The Elben women's camp was a forced labor camp run by the Todt Organization (OT) for around 200 German women and girls of Jewish origin. It existed from September 1944 to May 1945 in the north Hessian village of Elben , now part of the city of Naumburg in the Kassel district in Hesse ( Germany ). It was the third of a total of three camps that the National Socialist regime operated in the village during World War II . The painter Ilse Häfner-Mode was one of the inmates .

The first two camps

Even after the attack on Poland in 1939, Poles were for a short time forcibly brought to the town as farm workers. In the late summer of 1940, the first camp was set up under the name “Kommando 680” when 28 French prisoners of war from Stalag IX A in Ziegenhain were housed in the hall of the community restaurant in Elben.

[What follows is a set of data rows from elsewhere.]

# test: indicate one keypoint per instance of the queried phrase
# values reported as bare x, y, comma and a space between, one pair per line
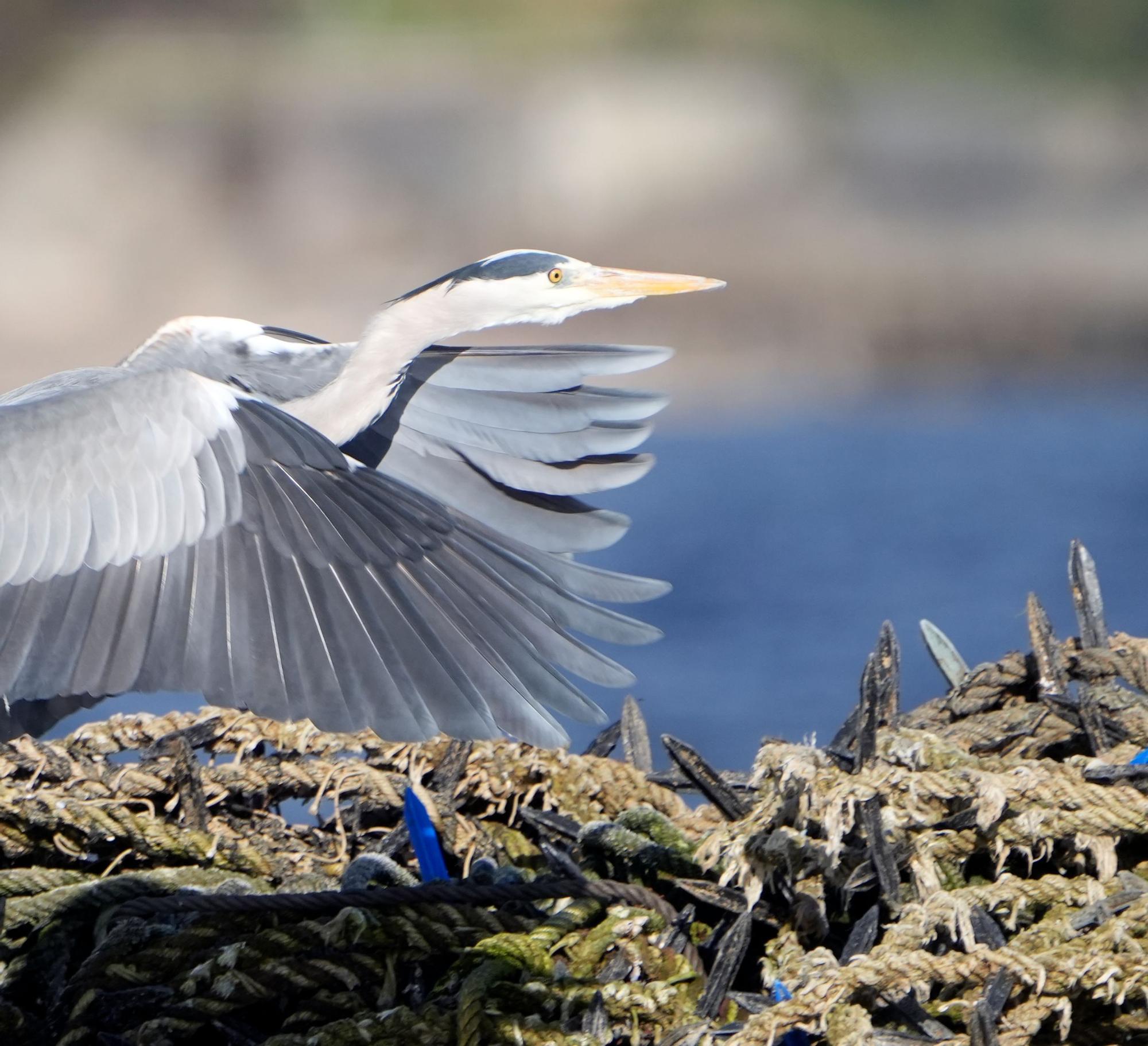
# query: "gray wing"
162, 532
276, 368
514, 438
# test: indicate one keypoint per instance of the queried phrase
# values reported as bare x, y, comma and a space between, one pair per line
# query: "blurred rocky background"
906, 190
925, 378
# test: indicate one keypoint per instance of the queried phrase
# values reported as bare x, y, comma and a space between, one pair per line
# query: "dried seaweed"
974, 871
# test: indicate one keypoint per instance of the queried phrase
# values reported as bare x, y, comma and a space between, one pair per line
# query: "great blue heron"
164, 526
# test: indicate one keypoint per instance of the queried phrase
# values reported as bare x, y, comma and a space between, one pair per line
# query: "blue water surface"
790, 539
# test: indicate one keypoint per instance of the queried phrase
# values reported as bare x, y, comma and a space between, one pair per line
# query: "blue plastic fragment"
424, 839
781, 994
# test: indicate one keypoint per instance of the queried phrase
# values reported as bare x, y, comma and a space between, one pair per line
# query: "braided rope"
440, 893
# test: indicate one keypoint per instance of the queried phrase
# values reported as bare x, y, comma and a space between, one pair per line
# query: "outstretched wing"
161, 532
514, 438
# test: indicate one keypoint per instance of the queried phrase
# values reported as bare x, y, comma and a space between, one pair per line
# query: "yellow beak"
632, 283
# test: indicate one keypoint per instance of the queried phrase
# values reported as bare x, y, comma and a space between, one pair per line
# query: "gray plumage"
184, 522
167, 532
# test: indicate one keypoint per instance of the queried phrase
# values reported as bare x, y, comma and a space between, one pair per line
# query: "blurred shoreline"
886, 226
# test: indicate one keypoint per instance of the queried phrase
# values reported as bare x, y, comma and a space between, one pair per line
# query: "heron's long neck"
368, 384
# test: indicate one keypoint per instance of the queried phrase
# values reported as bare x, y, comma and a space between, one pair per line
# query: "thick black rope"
436, 893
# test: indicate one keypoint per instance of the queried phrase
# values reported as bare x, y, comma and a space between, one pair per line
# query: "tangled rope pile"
972, 872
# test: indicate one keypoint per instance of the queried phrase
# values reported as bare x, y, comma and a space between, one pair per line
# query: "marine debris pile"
973, 872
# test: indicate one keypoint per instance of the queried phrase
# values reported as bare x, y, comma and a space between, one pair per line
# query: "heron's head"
537, 286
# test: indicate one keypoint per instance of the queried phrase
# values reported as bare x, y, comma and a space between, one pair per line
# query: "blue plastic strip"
424, 839
781, 994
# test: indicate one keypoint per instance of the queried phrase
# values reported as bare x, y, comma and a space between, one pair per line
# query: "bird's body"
188, 522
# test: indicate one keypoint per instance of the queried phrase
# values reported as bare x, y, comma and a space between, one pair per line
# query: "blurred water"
790, 540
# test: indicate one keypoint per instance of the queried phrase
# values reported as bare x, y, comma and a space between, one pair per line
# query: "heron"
280, 524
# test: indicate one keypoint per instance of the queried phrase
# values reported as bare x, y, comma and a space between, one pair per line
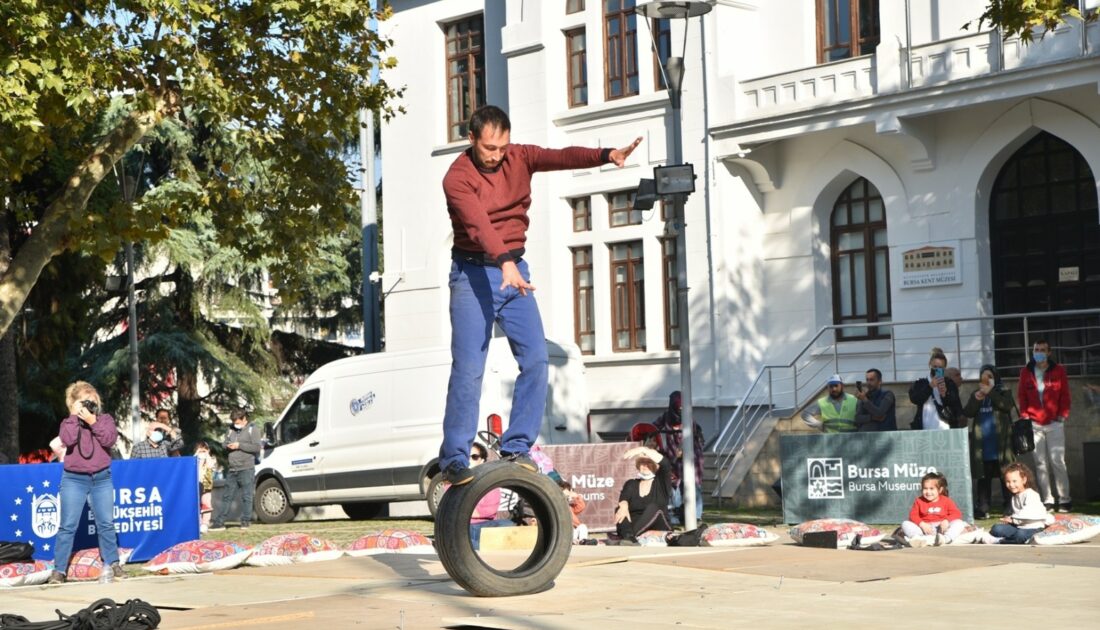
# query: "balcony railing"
969, 343
937, 63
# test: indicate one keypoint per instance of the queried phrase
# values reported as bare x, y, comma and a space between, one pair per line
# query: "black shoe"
521, 459
457, 474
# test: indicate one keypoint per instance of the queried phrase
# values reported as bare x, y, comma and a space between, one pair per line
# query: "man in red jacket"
488, 191
1044, 398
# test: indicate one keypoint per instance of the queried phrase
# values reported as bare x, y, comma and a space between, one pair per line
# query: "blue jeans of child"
78, 489
476, 302
242, 482
1013, 534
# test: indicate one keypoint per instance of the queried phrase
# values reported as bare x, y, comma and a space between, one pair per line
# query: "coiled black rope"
102, 615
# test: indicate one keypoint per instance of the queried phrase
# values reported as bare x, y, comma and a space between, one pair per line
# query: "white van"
364, 431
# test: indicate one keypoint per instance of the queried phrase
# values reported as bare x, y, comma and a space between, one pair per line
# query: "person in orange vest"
835, 412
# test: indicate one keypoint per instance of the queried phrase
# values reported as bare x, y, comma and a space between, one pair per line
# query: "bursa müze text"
882, 477
590, 482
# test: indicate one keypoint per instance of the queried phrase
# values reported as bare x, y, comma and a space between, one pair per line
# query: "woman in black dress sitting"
644, 503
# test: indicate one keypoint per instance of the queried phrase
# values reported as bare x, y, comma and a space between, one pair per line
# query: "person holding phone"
936, 397
876, 409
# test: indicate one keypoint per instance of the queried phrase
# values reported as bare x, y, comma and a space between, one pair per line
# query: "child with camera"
87, 437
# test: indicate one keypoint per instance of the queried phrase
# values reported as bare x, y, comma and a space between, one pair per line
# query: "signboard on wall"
931, 265
871, 477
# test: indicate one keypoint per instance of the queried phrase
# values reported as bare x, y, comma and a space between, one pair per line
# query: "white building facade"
854, 167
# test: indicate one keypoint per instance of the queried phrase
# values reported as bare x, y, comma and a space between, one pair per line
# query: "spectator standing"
161, 440
670, 443
207, 465
877, 405
1044, 398
835, 412
243, 444
936, 397
87, 437
164, 417
990, 438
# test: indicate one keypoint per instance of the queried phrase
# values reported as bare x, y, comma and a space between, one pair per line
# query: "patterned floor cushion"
86, 564
846, 530
1068, 529
198, 556
391, 541
25, 573
736, 534
290, 548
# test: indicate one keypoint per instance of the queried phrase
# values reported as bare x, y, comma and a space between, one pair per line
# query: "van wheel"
273, 504
436, 489
365, 511
552, 544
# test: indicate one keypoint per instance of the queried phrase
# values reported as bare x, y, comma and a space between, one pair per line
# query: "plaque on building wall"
931, 266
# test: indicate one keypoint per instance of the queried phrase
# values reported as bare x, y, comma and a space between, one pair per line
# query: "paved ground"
778, 586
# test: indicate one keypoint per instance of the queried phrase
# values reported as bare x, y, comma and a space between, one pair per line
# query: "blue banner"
156, 505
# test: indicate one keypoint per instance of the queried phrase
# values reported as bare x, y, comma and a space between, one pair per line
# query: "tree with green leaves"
1021, 18
284, 78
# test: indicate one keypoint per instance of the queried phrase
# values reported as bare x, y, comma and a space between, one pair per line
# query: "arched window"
860, 262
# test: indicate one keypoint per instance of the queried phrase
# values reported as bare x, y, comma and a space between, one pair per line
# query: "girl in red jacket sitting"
934, 515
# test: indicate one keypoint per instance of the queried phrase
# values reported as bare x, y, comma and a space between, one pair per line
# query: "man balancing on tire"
488, 190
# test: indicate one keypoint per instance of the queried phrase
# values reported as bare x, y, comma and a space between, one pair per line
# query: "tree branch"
47, 238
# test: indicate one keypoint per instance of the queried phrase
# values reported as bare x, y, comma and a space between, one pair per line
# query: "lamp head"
673, 9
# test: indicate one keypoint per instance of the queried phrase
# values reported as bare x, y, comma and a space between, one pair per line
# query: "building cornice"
884, 110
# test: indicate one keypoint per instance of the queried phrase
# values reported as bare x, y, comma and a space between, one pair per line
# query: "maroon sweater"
488, 208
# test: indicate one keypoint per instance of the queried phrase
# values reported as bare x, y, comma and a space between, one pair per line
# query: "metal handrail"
751, 410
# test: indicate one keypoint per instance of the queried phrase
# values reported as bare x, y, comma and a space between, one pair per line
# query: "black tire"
551, 548
435, 495
365, 511
273, 504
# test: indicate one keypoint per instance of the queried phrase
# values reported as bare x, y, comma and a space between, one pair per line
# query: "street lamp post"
678, 183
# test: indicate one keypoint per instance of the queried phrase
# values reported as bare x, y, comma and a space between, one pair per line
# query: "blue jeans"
242, 482
76, 490
1013, 534
475, 529
477, 301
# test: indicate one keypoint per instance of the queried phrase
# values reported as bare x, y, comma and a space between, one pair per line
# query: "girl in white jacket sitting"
1029, 515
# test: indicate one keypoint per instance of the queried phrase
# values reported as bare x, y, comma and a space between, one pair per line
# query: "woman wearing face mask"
160, 441
990, 438
936, 398
644, 501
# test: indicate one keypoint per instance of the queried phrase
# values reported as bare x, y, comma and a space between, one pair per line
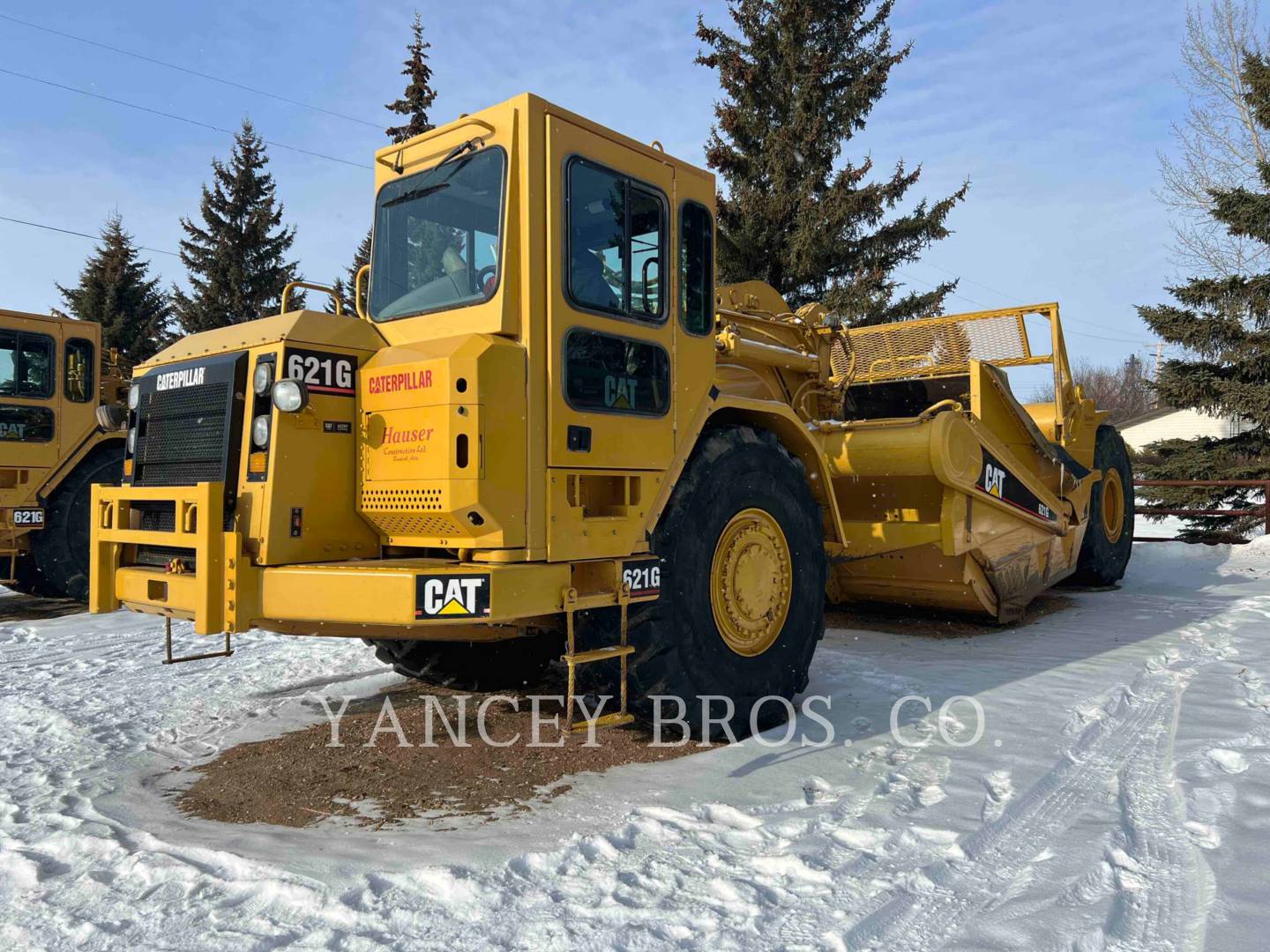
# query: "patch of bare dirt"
17, 607
297, 778
930, 623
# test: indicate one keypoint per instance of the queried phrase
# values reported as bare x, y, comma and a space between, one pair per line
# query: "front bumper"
219, 589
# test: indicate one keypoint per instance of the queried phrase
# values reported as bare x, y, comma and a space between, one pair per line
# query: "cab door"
29, 429
609, 301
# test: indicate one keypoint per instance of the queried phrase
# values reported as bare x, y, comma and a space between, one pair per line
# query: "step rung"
614, 720
600, 654
594, 599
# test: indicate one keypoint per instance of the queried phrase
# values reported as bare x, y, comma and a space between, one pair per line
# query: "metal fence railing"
1263, 510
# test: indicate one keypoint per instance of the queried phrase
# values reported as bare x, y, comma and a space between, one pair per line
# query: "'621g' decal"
643, 577
320, 371
31, 518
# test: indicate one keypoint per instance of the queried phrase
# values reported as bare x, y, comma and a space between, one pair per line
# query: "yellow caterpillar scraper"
548, 432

They had to do agricultural work in the village.

A second camp was established in 1943 in place when the Organization Todt began, in Hardt head at the "Felsenkeller" studs to drive into the mountain to there as part of the so-called U-shifting a bombproof fabrication plant (the so-called Great Great facility "Sapphire" ) for aircraft engines of the Kassel company Henschel or its subsidiary Henschel Flugmotorenbau GmbH from Altenbauna . The construction companies were Richter and Cronibus from Kassel, and the mining company Hibernia provided the necessary miners . However, the main work was done by forced laborers and prisoners of war from Eastern Europe, mostly Russians, who were housed in a barrack camp on the right bank of the Elbe on the way to Altendorf .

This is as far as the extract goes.